上面的代码表示将Species列的值全部变成小写的。

x <- list(a = list(foo = 1:2, bar = 3:4), b = list(baz = 5:6))
str(x)
## List of 2
##  $ a:List of 2
##   ..$ foo: int [1:2] 1 2
##   ..$ bar: int [1:2] 3 4
##  $ b:List of 1
##   ..$ baz: int [1:2] 5 6
map_depth(x, 2, paste, collapse = "/")
## $a
## $a$foo
## [1] "1/2"
## 
## $a$bar
## [1] "3/4"
## 
## 
## $b
## $b$baz
## [1] "5/6"

因为列表是可以嵌套的,通过map_depth函数可以处理嵌套的列表,上面的代码中,2表示的是第二层的列表。

操作列表

选取或者删除列表中的元素是关于数据处理的常用的操作。
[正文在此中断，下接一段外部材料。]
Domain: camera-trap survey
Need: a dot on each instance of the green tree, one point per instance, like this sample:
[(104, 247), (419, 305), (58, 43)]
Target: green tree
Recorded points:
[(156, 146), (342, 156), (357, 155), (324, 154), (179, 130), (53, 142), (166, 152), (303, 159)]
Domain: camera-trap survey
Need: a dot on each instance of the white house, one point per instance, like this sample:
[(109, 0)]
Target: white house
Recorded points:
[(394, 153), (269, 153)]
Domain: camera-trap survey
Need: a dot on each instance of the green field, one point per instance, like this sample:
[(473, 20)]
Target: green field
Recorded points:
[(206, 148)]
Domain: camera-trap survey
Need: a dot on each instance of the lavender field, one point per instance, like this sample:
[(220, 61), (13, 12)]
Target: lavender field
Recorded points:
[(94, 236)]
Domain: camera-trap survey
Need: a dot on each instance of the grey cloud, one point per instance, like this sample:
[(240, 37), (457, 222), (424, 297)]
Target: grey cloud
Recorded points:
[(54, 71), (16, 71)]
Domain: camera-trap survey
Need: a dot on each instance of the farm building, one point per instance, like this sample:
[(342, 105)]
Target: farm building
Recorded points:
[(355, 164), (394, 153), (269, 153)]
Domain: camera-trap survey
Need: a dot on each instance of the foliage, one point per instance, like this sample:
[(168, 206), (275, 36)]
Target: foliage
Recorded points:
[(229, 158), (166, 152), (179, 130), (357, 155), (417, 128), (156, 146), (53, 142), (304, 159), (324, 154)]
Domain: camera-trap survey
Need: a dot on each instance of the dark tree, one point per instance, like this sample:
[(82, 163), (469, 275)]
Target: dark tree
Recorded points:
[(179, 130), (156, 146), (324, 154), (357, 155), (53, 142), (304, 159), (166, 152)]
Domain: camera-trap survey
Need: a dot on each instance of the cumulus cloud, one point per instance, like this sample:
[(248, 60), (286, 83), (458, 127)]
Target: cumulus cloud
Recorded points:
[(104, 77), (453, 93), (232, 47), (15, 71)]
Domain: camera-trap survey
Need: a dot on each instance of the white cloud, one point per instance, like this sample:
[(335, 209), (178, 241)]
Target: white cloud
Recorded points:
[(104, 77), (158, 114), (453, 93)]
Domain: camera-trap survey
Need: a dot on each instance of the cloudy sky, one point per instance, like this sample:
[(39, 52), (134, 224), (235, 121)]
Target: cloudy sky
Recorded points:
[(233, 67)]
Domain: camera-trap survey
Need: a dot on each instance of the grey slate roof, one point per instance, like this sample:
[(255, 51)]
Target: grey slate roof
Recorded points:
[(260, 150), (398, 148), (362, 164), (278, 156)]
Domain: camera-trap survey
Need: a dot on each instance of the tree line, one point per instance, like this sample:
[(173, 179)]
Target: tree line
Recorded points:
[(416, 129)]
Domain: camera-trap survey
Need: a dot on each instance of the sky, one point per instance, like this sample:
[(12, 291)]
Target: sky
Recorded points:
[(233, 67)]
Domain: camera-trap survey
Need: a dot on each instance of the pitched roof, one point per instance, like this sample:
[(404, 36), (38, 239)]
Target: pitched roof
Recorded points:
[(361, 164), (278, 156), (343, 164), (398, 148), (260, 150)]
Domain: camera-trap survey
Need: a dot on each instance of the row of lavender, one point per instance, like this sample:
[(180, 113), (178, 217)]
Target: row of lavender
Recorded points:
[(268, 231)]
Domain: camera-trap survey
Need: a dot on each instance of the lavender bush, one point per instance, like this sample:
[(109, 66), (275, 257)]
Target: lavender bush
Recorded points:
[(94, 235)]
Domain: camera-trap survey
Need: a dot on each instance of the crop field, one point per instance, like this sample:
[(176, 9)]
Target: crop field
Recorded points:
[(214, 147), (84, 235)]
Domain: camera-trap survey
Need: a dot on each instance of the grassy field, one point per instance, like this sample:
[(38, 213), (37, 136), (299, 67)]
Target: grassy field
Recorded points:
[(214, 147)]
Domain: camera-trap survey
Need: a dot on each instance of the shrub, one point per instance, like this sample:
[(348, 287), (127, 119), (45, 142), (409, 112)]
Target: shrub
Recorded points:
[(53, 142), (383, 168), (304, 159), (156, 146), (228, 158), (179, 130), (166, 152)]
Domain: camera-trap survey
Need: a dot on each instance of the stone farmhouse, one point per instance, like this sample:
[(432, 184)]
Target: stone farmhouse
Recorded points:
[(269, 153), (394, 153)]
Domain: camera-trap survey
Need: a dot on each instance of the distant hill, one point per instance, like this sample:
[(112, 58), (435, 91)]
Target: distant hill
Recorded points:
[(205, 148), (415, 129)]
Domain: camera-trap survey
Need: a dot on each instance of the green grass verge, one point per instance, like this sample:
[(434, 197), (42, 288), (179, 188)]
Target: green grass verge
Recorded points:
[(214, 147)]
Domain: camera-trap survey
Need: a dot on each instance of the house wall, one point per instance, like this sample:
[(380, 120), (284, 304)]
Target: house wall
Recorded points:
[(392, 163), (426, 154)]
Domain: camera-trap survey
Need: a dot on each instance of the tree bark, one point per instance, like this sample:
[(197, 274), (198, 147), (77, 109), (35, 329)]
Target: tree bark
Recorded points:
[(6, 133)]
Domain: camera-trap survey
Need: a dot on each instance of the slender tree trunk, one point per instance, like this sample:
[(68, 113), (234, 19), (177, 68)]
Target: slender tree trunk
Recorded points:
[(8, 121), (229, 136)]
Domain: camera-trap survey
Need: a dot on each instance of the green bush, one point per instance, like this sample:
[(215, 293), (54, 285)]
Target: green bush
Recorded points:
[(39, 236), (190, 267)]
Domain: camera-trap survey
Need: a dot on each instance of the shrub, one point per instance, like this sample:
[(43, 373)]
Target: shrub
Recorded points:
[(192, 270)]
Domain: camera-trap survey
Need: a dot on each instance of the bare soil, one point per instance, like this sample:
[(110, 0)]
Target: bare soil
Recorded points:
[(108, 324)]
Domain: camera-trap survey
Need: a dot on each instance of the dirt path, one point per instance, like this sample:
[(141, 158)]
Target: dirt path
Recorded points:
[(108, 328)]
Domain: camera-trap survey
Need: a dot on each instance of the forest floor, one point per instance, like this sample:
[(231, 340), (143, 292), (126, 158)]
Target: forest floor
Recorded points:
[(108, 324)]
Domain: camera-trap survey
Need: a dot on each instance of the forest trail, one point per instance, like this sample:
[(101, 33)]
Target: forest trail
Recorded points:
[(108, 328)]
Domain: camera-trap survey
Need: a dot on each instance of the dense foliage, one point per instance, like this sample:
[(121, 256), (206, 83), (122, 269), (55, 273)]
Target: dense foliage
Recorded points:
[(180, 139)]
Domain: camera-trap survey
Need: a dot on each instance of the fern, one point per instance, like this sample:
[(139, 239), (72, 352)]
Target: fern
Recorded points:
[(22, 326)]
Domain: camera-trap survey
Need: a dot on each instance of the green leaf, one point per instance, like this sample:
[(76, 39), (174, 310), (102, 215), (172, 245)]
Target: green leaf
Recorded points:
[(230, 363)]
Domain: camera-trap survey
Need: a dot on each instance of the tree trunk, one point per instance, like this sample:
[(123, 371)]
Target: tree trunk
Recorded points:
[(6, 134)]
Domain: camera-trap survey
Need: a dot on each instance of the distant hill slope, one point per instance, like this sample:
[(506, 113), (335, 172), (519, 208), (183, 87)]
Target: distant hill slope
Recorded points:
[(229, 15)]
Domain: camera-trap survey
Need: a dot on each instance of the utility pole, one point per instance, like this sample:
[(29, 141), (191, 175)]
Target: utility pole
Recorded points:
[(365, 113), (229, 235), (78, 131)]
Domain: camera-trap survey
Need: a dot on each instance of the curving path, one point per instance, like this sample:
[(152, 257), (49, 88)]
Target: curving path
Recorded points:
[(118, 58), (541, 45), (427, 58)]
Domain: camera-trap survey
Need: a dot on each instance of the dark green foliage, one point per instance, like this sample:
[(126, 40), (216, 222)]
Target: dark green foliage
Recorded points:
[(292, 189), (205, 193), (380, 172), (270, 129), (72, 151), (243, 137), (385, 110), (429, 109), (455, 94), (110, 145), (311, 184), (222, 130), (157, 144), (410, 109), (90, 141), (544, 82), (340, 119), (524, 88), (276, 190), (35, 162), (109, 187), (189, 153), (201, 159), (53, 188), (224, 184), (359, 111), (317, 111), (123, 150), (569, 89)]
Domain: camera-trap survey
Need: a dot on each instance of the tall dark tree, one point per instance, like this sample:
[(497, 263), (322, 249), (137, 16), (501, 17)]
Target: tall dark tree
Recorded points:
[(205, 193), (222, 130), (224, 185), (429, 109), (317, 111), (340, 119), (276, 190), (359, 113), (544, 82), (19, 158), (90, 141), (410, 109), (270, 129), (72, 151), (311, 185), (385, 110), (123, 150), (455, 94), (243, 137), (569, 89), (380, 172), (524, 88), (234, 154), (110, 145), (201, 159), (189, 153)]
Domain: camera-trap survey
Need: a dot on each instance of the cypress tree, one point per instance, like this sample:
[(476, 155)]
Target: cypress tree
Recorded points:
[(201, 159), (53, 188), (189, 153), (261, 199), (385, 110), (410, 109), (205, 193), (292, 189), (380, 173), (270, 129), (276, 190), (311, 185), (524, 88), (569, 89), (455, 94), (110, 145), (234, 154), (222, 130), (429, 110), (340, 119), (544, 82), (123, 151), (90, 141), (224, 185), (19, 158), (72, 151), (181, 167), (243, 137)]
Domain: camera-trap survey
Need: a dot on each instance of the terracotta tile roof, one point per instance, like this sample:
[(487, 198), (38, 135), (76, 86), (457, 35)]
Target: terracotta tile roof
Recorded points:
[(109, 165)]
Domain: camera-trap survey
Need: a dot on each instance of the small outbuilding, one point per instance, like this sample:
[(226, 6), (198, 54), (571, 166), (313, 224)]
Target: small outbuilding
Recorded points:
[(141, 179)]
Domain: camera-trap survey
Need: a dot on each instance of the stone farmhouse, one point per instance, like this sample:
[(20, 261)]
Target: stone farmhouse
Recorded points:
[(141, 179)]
通过pluck函数可以轻松的对数据进行选取,选取的方式有两种,通过元素位置或者名字,我们来看一个例子。

obj1 <- list("A", list(1, nam = "a"))
obj2 <- list("B", list(2, nam = "b"))
x <- list(obj1, obj2)

pluck(x, 1) # 等价于x[[1]]
## [[1]]
## [1] "A"
## 
## [[2]]
## [[2]][[1]]
## [1] 1
## 
## [[2]]$nam
## [1] "a"

上面的代码中,首先创建了一个数据集,然后使用pluck函数选取了第一层的第一个元素。同样,我们还可以选取更深层级的元素。

pluck(x,1,2) # 等价于x[[1]][[2]]
## [[1]]
## [1] 1
## 
## $nam
## [1] "a"

从结果中可以看到, 这里还嵌套了一个列表,并且,有一个元素是有名字的,对于有名字的元素可以使用名字来获取。

pluck(x,1,2,"nam") 
## [1] "a"

需要注意的是,chuck函数可以实现pluck函数一样的事情,但是这两个函数的不同点在于当一个元素不存在时,pull()总是返回NULL,在这种情况下chuck()总是抛出一个错误。另外,通过pluck函数还可以实现对于原始数据的修改。

pluck(x,1,2,"nam") <- "c"

x
## [[1]]
## [[1]][[1]]
## [1] "A"
## 
## [[1]][[2]]
## [[1]][[2]][[1]]
## [1] 1
## 
## [[1]][[2]]$nam
## [1] "c"
## 
## 
## 
## [[2]]
## [[2]][[1]]
## [1] "B"
## 
## [[2]][[2]]
## [[2]][[2]][[1]]
## [1] 2
## 
## [[2]][[2]]$nam
## [1] "b"

可以看到,原始数据中,a变成了c。pluck函数能够通过位置或者名称索引数据,如果想要通过一个条件来筛选数据,那么就需要使用keep函数。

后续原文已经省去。